Como está sendo a sua quarentena? Muito privilegiada. A maneira como Angela Merkel tem conduzido as coisas na Alemanha é impressionante. É um dos países com o menor índice na relação entre infectados e óbitos, isso traz uma calma. A Alemanha  passou por momentos horrorosos de guerra e destruição e demonstra uma maturidade que tem ajudado a entender a situação. A partir desse lugar de privilégio, minha rotina tem sido sobre pensar em como vai ser daqui pra frente, como a gente vai continuar vivendo. E isso é muito diferente do que está acontecendo na maior parte do mundo, onde as pessoas estão vivendo o pânico e desespero por conta desse vírus que é muito mais nocivo do que a gente poderia imaginar. O que tem acontecido no Brasil, por exemplo, é de uma irresponsabilidade criminosa. E o que acho mais complicado é como a elite brasileira tem compactuado com essa insanidade.

O setor cultural foi duramente atingido pela crise. Isso te impactou? Será que eu estaria falando com você agora com essa calma se eu não tivesse como pagar meu aluguel do mês que vem? Acho que eu não estaria nem falando, estaria fazendo outra coisa. Há duas semanas, a indústria criativa alemã inteira recebeu ajuda financeira do governo. Eu recebi o auxílio, já que tive todos os meus projetos do ano cancelados. Esse apoio existe por uma razão clara: o setor criativo tem papel central no processo de re-imaginar o futuro. 

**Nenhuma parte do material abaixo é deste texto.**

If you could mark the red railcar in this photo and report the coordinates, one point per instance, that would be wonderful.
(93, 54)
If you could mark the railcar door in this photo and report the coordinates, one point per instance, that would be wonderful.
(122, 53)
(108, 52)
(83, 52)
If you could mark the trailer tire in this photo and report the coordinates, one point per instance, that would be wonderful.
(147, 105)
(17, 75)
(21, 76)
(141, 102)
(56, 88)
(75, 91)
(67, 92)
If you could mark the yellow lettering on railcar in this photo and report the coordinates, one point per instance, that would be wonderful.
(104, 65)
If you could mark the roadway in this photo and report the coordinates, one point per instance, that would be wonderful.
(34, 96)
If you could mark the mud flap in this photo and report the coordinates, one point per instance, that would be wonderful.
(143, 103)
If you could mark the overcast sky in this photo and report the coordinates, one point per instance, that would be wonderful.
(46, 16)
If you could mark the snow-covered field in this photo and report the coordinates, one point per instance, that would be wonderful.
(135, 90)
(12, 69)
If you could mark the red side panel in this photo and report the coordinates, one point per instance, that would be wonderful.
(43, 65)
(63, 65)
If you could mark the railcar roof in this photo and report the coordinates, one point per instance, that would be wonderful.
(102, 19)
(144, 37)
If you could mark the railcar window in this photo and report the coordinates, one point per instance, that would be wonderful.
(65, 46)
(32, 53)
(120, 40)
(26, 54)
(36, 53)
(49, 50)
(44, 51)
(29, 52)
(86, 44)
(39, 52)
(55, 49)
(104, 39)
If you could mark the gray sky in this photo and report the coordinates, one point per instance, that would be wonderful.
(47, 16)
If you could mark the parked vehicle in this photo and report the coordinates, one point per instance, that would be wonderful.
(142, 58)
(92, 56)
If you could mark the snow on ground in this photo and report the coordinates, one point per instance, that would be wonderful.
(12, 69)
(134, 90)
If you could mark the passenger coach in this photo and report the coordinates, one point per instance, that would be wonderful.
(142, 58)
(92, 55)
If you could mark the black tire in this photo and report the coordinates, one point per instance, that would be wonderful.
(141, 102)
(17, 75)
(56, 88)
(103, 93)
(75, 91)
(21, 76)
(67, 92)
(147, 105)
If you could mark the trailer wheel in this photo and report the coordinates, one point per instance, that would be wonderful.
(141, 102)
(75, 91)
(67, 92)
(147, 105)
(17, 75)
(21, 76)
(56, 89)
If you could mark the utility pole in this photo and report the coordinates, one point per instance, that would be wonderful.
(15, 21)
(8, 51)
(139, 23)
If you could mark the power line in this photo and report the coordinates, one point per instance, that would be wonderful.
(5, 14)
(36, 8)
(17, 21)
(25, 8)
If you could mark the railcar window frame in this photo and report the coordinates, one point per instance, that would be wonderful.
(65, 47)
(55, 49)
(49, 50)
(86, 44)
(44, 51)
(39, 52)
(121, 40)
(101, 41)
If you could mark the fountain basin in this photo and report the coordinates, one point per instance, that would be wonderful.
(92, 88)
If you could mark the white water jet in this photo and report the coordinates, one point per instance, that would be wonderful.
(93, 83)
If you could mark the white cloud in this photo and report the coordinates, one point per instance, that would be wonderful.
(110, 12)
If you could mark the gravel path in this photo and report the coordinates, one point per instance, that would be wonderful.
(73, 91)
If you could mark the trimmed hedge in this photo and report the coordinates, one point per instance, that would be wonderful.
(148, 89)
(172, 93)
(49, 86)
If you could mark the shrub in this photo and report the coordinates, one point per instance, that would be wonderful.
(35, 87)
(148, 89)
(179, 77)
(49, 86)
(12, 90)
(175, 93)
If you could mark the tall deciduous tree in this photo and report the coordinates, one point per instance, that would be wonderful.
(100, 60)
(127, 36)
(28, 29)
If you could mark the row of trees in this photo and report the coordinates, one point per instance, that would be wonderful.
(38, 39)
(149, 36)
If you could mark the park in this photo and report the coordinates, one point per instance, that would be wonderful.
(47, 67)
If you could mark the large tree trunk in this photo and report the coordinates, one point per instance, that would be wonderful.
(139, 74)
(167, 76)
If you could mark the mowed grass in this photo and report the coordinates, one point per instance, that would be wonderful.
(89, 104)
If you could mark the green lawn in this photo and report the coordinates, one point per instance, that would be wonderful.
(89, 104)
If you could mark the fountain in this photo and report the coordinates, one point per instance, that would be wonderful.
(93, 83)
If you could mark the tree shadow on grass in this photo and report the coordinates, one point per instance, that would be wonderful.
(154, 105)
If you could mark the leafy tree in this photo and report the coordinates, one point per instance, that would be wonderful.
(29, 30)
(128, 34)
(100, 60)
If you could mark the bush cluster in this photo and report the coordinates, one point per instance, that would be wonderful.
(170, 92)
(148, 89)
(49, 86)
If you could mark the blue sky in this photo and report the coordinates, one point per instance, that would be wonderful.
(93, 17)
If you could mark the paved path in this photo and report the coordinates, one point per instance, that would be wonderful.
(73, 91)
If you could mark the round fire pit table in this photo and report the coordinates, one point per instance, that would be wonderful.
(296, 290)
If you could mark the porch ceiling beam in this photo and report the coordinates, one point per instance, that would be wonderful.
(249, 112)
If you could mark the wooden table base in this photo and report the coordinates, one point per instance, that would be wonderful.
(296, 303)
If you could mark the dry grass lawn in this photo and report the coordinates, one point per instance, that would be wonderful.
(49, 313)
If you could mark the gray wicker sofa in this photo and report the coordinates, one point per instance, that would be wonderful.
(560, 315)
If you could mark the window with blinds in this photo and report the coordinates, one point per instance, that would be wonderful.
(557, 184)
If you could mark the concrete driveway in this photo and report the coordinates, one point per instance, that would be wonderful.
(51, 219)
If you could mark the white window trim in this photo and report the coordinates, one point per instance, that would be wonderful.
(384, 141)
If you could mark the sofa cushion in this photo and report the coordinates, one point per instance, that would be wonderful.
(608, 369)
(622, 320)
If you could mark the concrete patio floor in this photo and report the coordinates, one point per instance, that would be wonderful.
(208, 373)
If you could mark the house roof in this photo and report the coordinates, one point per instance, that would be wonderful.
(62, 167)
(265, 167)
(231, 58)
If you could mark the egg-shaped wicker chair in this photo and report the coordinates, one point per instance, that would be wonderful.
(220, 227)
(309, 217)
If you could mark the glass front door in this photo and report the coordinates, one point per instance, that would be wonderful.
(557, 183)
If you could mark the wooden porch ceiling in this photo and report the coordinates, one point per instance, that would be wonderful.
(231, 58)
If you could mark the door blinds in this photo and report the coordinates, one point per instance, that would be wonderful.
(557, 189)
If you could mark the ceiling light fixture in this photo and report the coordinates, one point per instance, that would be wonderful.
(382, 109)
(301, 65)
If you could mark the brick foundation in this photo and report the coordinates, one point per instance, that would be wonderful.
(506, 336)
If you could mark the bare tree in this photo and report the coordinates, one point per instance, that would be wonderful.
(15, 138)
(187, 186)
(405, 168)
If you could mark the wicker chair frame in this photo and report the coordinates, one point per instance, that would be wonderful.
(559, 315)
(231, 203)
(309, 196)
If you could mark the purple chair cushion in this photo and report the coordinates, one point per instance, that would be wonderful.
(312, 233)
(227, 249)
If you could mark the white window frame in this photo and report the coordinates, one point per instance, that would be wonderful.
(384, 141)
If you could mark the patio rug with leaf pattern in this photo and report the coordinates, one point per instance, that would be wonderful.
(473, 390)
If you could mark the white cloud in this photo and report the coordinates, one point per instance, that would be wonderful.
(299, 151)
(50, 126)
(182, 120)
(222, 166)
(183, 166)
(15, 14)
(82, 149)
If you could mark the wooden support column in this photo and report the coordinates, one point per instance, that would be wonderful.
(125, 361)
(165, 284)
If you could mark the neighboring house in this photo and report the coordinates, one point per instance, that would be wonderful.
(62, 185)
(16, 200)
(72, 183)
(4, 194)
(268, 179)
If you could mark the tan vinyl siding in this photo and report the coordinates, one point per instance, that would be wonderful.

E o que você tem pensado sobre o assunto? Tenho lido muito sobre o que pode ser o mundo daqui pra frente. Pensando sobre quais histórias e relatos vamos querer ver depois desse momento e refletido sobre o papel do cinema. Acho que ele vai voltar mais forte do que nunca, não só como forma de expressão, mas como consumo. Acho que assim que a gente puder vamos estar todos dentro de uma sala vendo um filme com calor humano. Uma coisa interessante que tem acontecido nas últimas semanas na Alemanha e nos Estados Unidos é a volta dos drive-ins, que estão bombando. Não acho que o cinema vai virar só streaming, pelo contrário. Acho que vamos querer estar juntos o máximo que pudermos.